Music today was Juju (1981), the fourth Siouxsie and the Banshees album, the second with John McGeoch on guitar as a full member as it was for Budgie on the drums. Opening with Spellbound, careering simultaneously into the distance and towards you with driving rhythm guitar and arpeggios, memorable melodies from Siouxsie and distinctive bass from Severin locking in with McGeoch and Budgie. Into The Light has some of the most inventive and strange guitar lines. The second single Arabian Knights has something of a dodgy video although aren’t they all in the eighties, luckily we can listen to the music without the videos. More interesting guitars on Halloween but it’s always the chemistry that makes standout parts possible. I suppose no one has ever compared one of the great post-punk albums to the Liverpool football team but for every Salah, there’s a Trent Alexander-Arnold.

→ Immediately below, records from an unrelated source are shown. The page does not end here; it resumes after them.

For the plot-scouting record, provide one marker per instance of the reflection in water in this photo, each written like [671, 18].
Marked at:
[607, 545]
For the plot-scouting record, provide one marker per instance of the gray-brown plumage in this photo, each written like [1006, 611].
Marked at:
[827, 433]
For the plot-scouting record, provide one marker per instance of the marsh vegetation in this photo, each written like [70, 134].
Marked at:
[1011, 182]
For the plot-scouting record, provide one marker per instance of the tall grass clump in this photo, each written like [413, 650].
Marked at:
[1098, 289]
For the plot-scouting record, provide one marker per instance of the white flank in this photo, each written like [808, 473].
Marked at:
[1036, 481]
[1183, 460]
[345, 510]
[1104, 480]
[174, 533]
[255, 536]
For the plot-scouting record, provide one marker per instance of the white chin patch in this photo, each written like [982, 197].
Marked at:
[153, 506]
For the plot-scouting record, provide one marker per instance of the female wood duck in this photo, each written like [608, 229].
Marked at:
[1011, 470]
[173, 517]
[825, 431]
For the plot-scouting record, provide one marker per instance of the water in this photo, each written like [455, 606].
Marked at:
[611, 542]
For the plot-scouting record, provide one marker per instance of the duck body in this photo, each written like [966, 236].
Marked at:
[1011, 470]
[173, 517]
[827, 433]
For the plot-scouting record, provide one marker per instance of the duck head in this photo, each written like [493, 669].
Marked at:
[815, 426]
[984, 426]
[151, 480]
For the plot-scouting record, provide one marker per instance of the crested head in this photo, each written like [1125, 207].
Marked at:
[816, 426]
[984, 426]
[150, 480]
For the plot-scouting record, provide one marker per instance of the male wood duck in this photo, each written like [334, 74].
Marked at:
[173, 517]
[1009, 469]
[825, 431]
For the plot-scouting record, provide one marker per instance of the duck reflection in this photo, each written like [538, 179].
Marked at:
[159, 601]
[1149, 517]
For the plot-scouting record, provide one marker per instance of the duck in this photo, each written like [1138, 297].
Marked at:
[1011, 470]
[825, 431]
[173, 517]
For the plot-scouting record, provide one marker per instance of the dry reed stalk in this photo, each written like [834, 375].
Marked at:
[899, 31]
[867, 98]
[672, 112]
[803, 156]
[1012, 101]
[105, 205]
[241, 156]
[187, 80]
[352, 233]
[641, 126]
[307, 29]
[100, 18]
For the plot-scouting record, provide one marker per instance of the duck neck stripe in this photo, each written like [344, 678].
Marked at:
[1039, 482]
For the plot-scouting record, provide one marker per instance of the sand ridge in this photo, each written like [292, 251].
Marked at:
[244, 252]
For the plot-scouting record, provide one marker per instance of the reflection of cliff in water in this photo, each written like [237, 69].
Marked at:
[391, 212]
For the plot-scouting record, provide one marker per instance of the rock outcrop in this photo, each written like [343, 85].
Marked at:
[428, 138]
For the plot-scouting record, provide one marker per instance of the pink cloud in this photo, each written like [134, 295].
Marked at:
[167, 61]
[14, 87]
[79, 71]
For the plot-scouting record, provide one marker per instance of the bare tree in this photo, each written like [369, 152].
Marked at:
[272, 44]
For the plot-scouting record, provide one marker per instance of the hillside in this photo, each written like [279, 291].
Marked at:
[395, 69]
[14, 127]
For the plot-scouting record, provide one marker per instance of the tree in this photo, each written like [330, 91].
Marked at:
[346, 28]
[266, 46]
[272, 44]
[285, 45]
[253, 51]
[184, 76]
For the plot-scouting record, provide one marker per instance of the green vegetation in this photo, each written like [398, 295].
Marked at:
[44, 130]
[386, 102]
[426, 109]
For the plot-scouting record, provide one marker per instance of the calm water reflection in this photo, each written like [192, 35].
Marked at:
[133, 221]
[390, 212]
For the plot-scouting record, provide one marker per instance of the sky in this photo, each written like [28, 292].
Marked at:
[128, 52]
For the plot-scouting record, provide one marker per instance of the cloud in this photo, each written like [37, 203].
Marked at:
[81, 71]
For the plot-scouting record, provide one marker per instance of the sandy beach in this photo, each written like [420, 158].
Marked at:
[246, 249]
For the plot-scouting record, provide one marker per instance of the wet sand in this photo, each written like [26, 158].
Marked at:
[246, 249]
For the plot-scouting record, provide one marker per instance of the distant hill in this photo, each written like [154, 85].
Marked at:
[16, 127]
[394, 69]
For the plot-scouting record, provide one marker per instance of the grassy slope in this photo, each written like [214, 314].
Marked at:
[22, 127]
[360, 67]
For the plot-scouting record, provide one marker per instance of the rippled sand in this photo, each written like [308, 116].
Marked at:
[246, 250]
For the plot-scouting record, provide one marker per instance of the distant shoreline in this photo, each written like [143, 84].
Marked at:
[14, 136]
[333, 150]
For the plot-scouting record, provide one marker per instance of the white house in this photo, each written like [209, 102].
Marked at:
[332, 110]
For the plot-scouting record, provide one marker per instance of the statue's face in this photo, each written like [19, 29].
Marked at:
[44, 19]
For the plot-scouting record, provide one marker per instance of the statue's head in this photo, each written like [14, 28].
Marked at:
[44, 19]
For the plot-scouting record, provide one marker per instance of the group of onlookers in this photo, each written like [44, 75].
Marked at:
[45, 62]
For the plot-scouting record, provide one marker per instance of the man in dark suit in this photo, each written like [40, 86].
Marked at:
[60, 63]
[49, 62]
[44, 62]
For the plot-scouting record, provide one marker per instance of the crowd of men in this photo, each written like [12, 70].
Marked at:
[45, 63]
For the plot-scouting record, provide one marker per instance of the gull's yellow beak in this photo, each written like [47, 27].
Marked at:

I’ve also come to the conclusion that if Kate Bush was the madwoman who escaped, Siouxsie sounds like the mad sister they still have locked up. The band, Budgie, Severin and McGeoch, posing as doctors are breaking her out of the asylum singing and playing Monitor during the getaway. Night Shift is the hiding till they call off the search. Sin In My Heart is the awakening again with some great McGeoch guitar parts. Always a fan of Head Cut, it sounds like an outtake from Eno’s Here Come The Warm Jets if Eno was a wild cat or a serious scary cartoon-free B-52s with a fantastic vocal performance. It’s art-rock, it must have been great live. Challenging, evocative and finishing with Voodoo Dolly, it gives Patti Smith a run for her money, a glorious screeching 7 minutes, I’ll be playing this to the construction workers at midnight when I find out where they live. What a great album.